Tuhaf bir demokrasi anlayışı var Almanya'da. Çoğu zaman samimiyetsiz. Politikalar da insanlar da yaklaşımlar da... 29 yıldır orada yaşamama rağmen onlar için "yönetmen" değil, "Türk yönetmenim". Benden daha çok önemsiyorlar Türk olduğumu. Ne yaparsam yapayım böyle kalacak bu. Almanya'da duyarlılıklar da biraz buradan hareket ediyor ne yazık ki.
İçine alan değil dışında tutan bir yaklaşım yani?
Evet, genellikle. Göçmenlerin uğradıkları ihlallerin çoğu haber oluyor ama onunla kalıyor. O ihlali gidermek, düzeltmek için çoğu zaman hiçbir şey yapılmıyor. Ayrımcılık her yerine işlemiş toplumun. Göçmenlere, eşcinsellere... Kendinden olmayana bakış biraz sorunlu.
Orada da homofobi/transfobi çok yoğun. Neredeyse her gün bir eşcinselin dövüldüğünü duyuyoruz. Çoğu eşcinsel şiddete uğradığında "ben eşcinselim ve bu yüzden şiddet gördüm" diyemiyor. Az evvel de dediğim gibi tek farkı Almanya'da bu tür olaylar haber oluyor, ama hepsi bu.
Filmi çektikten üç yıl sonra İstanbul'dasın. Görüştüğün insanlarda, Lambda'da değişiklikler gözlemledin mi?
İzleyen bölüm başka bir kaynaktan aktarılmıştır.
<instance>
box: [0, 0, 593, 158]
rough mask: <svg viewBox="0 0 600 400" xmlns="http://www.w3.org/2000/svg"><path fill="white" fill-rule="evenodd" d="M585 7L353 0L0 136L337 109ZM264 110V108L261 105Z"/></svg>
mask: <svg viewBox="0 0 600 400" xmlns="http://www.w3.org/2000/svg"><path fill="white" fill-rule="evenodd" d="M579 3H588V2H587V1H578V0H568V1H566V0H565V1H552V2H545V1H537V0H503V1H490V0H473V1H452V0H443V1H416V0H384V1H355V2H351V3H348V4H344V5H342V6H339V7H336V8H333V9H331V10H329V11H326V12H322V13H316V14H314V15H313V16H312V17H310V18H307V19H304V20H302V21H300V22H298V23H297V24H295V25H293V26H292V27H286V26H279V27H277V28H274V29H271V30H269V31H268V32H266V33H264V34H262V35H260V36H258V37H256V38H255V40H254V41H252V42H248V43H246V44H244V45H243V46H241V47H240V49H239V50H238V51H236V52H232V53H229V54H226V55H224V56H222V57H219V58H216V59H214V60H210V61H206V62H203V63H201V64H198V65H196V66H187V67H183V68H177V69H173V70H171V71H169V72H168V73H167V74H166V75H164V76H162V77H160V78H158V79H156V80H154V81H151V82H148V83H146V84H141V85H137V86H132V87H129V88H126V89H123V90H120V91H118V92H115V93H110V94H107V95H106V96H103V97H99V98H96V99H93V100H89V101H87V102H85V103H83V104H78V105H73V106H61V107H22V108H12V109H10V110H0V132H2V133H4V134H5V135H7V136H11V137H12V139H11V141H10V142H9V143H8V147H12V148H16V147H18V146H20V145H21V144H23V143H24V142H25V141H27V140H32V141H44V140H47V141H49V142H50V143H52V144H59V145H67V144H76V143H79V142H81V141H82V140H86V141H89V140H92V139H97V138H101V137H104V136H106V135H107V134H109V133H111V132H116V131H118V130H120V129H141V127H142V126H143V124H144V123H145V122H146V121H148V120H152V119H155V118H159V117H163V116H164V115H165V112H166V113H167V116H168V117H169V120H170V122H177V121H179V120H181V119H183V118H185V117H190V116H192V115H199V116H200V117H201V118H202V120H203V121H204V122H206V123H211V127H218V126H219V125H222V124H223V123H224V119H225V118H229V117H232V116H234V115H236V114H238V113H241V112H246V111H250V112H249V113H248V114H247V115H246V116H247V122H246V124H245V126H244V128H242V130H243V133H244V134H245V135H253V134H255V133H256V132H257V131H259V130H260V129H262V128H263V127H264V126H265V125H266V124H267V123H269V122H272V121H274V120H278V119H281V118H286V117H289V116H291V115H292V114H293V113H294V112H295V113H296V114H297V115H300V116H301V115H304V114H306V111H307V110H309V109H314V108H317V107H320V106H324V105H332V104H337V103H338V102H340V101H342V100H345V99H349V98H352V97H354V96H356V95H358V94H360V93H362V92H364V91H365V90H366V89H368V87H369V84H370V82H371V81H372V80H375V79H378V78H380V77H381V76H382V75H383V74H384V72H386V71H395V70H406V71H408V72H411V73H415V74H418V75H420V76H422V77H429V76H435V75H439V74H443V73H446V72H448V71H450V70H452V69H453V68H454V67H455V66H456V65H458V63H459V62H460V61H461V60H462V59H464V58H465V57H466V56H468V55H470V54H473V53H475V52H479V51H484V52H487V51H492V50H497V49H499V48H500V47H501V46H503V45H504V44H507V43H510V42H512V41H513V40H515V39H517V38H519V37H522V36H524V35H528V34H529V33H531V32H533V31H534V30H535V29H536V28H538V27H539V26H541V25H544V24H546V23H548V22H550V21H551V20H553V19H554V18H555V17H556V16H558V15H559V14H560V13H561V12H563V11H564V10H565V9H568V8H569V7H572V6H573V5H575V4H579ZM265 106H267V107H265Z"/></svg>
Buraya gelmeme gerek yoktu bunu görmem için. LGBTT hareketinin çok yol aldığı Berlin'den bile fark ediliyor. Ama gerçekten çok etkileyici bir hızla ilerledikleri su götürmez bir gerçek ve bu çok sevindirici. Bir o kadar da heyecan verici.
Yeni proje?
Diploma filmim Almanya'da kayıt dışı yaşayanlarla ilgili olacak. Senaryosunu yazıyorum şu an. Afrikalı bir mülteciyle yaşadığım bir olaydan yola çıkarak yazmaya başladım.
Biraz bahseder misin?
Afrikalı bir anne çocuğunu bana emanet etmek istedi. Sende kalırsa daha güvende olur diyordu. 21 yaşındaydım. Çok tedirgin oldum. Çocukla biraz zaman geçirdim, acaba demeye başlamıştım. Ancak o süreç beni çok sarstı. Bir annenin çocuğundan ayrılmayı, onun iyiliği, güvenliği için ayrı kalmayı göze alması mültecilerin durumuna dair düşünmemi sağladı.
Tam da buradan hareketle soruyorum; sinema hayatı değiştirebilir mi? Politik bir araç olabilir mi sence?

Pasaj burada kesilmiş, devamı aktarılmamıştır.